Sorak-sorai dan tangisan mengelilingi pawai, terdiam Christian sambil memutar-mutar sorban yang menutup luka di jari tangannya, yang sejujurnya lupa didapatinya bagaimana dan darimana. Yang Christian ingat, itu adalah hari penobatannya. Dilihatnya sekeliling, pada wajah-wajah yang seharusnya ramah dan bersahabat. Christian bertanya kepada sekitar, berteriak memanggil sanak saudaranya. Nama raja dikumandangkan dengan jelas, Alianna jadi nama terakhir yang diingatnya sebelum batinnya hancur dan hatinya sesak. Entah kenapa terik matahari begitu menyengat hari ini, dan tidak ada satupun pasang mata yang dikenalinya, tidak ada satupun wajah yang dicintainya, mereka semua kosong.

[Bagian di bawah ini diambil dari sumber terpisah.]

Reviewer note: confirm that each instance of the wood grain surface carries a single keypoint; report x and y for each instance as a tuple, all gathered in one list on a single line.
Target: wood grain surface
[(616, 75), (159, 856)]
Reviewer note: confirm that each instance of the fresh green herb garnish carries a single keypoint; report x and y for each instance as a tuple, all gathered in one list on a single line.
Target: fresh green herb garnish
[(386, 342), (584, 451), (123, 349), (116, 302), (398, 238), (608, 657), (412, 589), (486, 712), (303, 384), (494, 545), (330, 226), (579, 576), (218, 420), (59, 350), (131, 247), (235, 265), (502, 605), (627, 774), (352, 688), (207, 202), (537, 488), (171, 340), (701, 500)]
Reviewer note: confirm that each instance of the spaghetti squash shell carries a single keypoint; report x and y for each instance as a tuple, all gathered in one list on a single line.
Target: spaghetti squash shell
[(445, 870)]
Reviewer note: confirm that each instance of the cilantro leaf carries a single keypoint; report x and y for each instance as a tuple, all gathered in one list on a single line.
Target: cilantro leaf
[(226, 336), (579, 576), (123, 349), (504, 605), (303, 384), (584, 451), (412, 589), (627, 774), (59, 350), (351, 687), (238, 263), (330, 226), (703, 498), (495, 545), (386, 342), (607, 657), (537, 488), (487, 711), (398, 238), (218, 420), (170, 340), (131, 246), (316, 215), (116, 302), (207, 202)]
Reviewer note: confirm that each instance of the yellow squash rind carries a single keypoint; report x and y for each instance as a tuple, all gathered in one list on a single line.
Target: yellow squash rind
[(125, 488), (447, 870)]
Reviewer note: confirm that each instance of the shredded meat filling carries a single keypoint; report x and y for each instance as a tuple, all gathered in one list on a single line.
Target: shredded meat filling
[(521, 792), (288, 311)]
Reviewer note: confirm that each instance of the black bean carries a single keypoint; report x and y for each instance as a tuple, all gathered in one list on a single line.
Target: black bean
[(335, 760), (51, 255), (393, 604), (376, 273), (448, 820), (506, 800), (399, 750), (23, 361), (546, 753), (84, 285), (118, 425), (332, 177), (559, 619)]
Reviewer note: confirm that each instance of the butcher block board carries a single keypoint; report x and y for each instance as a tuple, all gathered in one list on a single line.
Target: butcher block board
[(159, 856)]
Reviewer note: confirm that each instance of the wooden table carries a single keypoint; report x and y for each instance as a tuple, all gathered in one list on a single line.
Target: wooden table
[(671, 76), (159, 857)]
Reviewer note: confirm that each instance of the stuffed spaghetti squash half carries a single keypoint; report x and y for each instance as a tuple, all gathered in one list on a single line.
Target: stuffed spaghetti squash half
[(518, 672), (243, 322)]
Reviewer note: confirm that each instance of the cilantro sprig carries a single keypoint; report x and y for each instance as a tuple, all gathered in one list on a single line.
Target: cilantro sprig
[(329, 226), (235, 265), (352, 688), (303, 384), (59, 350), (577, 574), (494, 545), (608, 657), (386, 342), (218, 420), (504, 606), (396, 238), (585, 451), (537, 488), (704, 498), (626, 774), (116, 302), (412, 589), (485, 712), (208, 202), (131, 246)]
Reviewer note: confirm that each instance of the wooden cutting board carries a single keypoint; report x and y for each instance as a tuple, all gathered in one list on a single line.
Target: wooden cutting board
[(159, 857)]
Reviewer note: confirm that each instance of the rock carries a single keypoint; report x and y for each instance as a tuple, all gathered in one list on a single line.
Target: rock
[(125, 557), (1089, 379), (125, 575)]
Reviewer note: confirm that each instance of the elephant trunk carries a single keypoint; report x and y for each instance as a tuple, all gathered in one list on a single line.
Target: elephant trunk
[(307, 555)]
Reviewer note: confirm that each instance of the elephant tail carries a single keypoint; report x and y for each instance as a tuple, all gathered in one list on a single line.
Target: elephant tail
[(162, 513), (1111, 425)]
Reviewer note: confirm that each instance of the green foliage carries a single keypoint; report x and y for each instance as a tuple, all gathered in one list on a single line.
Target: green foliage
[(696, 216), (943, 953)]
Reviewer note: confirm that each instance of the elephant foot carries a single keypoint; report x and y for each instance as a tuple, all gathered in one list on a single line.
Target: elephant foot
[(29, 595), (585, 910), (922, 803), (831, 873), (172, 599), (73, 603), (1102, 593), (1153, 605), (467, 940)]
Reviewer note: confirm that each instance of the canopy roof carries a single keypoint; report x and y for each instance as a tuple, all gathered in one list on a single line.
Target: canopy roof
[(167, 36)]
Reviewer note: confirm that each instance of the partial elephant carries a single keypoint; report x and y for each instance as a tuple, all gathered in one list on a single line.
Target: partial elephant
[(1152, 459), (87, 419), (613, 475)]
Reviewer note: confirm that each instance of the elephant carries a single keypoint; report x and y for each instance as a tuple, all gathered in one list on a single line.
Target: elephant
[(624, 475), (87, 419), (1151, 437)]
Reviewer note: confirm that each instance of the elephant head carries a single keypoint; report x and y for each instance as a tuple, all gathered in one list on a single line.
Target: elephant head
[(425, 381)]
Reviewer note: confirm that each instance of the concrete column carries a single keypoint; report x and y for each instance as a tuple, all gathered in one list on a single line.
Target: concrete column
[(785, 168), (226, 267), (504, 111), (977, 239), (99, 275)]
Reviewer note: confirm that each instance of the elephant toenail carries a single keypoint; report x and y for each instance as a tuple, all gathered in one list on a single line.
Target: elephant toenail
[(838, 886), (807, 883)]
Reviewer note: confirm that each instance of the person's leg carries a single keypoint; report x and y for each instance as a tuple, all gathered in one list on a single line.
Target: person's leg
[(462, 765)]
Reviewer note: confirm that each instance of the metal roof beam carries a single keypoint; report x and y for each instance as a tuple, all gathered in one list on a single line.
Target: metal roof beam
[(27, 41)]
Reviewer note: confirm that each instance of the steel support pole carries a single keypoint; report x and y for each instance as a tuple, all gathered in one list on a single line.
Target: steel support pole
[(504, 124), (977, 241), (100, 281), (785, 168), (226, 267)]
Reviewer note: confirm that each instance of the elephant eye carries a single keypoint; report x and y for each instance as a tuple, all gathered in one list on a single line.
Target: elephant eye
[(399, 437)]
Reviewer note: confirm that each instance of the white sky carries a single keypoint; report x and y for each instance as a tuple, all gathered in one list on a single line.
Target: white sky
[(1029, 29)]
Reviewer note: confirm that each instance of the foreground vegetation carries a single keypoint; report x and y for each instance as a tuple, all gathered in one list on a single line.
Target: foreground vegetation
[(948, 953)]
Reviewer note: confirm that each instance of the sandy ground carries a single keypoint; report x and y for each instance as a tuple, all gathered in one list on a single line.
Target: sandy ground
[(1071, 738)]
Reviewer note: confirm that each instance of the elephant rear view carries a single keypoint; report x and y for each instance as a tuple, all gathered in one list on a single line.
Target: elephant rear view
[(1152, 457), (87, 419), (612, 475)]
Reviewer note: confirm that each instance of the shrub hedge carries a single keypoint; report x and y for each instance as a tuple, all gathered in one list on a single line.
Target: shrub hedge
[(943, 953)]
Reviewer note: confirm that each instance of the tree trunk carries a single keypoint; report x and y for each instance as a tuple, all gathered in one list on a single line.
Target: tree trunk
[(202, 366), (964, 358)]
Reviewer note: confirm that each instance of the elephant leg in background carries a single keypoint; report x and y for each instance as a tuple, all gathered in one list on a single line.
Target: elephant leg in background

Matahari tenggelam, padahal seharusnya masih siang bolong, sementara seluruh penonton yang tadinya bersorak-sorai kini terkapar dan jalanan dipenuhi genangan darah. Christian menatap heran dan mulai histeris, pria itu mengangkat pedang dari sarungnya lalu disitulah matanya terbuka. Rupanya pria itu lagi-lagi tertidur nyenyak ketika sedang belajar.

Pada saat itu sudah tengah malam dan memang seharusnya Christian lanjut tertidur, namun ada sesuatu yang menghalanginya untuk melanjutkan tidur nyenyaknya, mungkin fakta bahwa dalam mimpi buruknya barusan hidungnya bisa mencium dengan jelas bau darah dan bangkai, dan mereka sudah membusuk.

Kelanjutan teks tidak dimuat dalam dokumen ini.